Hugh Is that what we're trying to say?

Stephen Yes.

Hugh Blimey.

Stephen Because let's face it, doesn't the constitution of the present government show, more clearly than a thousand pictures ever could, that the people of this country haven't the faintest idea who they're voting for?

Hugh Are we trying to say that as well, with this sketch?

Stephen Oh yes.

Hugh Turning out to be quite an ambitious sketch, then?

Stephen You've got to aim high in my view. So, you don't really know anything about Nigel Lawson or Douglas Hurd?

Hugh No.

Stephen So I think this has gone some way towards proving ...

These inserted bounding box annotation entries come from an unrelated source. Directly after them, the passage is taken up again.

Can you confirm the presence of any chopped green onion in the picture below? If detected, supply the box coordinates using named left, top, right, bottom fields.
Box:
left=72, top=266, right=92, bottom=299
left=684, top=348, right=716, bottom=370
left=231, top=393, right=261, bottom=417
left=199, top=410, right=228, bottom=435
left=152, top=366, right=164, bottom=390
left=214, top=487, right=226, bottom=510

Hugh Mind you, I don't see why I should.

Stephen Pardon?

Hugh They don't know anything about me. Do they?

Stephen Well ...

Hugh I mean, you say I don't know anything about them, so how can I vote, but I say they don't know anything about me, so how can they vote ... to make laws about me?

Stephen Mmm. That would be quite a good point, if it weren't so pathetic.

Hugh Oh I see. We're not aiming that high, then? We don't want to say too much with this sketch?

Stephen No.

Hugh But there's so much more we could say.

Stephen Perhaps, but I'm afraid that time, the old enemy has beaten us again, and we can only say that the pen of my aunt is bigger than the patio of my uncle.

Hugh Huh. Quite a pen.

Stephen Quite an aunt.

Vox Pop

Stephen On the bottom. Right on the bottom. Saying "Made In Korea". I don't know what made him say that.